La beauté - ouais, mais la beauté et la poésie ne sont pas grand-chose sans mise en scène; et même quand elle est proposée, on peut rester bouche bée devant les décors d'Uncharted, Tomb Raider et quelques panoramas de Dark Souls 3 et autre... Pendant environ 30 secondes, maximum. L'expérience visuelle est essentielle mais elle fait partie d'un tout : au final, les jeux contemplatifs ont une durée de vie réduite. Encore une fois, aucun mensonge. J'ai cru aux trailers - en oubliant que les trailers, eux, sont mis en scène. Ce n'est pas la première fois ces dernières années que je rencontre des jeux dont les trailers sont meilleurs que les jeux.
Deuxième leçon, j'ai cru à l'ambition. Mais quelle ambition ? Je passe mon temps à déprimer en me disant que les jeux vidéo modernes passent plus de temps à créer des mondes gigantesques qu'à réfléchir à comment rendre les rendre marquants et intelligents et voilà que je me laisse emballer par un univers de milliards d'étoiles générées à la volée.
Les moments marquants des jeux vidéo ne se passent pas dans les grandes plaines désertiques, ni dans les forêts verdoyantes, ni dans les ruelles de cités démesurées : ils se produisent dans les donjons faits main, à l'intérieur des tours et des prisons, dans les recoins étroits des temples, dans les laboratoires secrets sous la ville ou le manoir hanté sur la colline.

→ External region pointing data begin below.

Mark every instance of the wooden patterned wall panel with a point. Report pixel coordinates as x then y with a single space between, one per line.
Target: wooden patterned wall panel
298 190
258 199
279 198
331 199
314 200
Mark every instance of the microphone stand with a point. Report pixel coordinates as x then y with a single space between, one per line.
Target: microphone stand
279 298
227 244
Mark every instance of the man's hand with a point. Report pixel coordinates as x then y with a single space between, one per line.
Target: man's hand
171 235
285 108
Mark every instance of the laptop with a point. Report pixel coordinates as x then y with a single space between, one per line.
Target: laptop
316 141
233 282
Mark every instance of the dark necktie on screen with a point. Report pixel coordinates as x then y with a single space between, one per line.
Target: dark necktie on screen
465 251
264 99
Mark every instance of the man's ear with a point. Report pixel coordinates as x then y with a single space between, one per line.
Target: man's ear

C'est ça que j'aimerais faire comprendre au sujet de l'open world : oui, vous avez votre univers géant et pour ceux qui aiment, c'est super, mais l'intérêt des jeux vidéo s'est toujours trouvé dans les lieux fermés, là où il ne suffit pas de pondre 36 quêtes répétitives pour vous occuper l'esprit mais au contraire, là où il faut surprendre, embrouiller ou émerveiller, là où l'écriture et la mise en scène prennent tout leur sens. Et plus les anciennes grandes licences se plongent dans l'open world, plus j'en suis convaincu : MGS5 s'y est perdu, FFXV le risque aussi et Zelda, traditionnellement jeu de donjon, m'apportera surement ma réponse.
La troisième leçon est plus tranchante - la génération procédurale, dans mon esprit, est passée à la guillotine. Ce qu'on explore dans ce jeu, c'est l'étendu d'un algorithme. Une centaine de lignes de code, sans doute, avec un paquet d'exceptions. Des assets empilés forment des créatures, colorés par RNG et leur caractère est décidé par un jet de dés.
Pour quiconque comprend la programmation, le désespoir est immédiat une fois que vous avez entraperçu les limites de l'algorithme... Vous êtes au milieu d'une boucle et vous n'allez jamais - jamais - en sortir. Dans trente ans, quand les IA créeront à la volée leurs propres assets, peut-être que ce sera intéressant de voyager à l'intérieur d'un générateur géant mais le deep learning & co ont encore du chemin à faire...
D'ailleurs, No Man's Sky reprend une formule classique des jeux indies, adaptée à la création de jeux "longs" par des petites sociétés; explorer afin d'explorer plus, miner afin de miner plus, vendre afin de vendre plus, survivre afin de survivre plus - une sorte de loop à la Diablo / rogue-like projetée dans un univers aléatoire; oui, en fait, vraiment un dungeon crawler. Comment ai-je pu croire que c'était un jeu pour moi ?
Comme ils disent en gek : illegna ! Je ne verrais sans doute jamais le centre de l'univers mais je n'en veux certainement pas à No Man's Sky. C'est ma faute : je me suis trompé.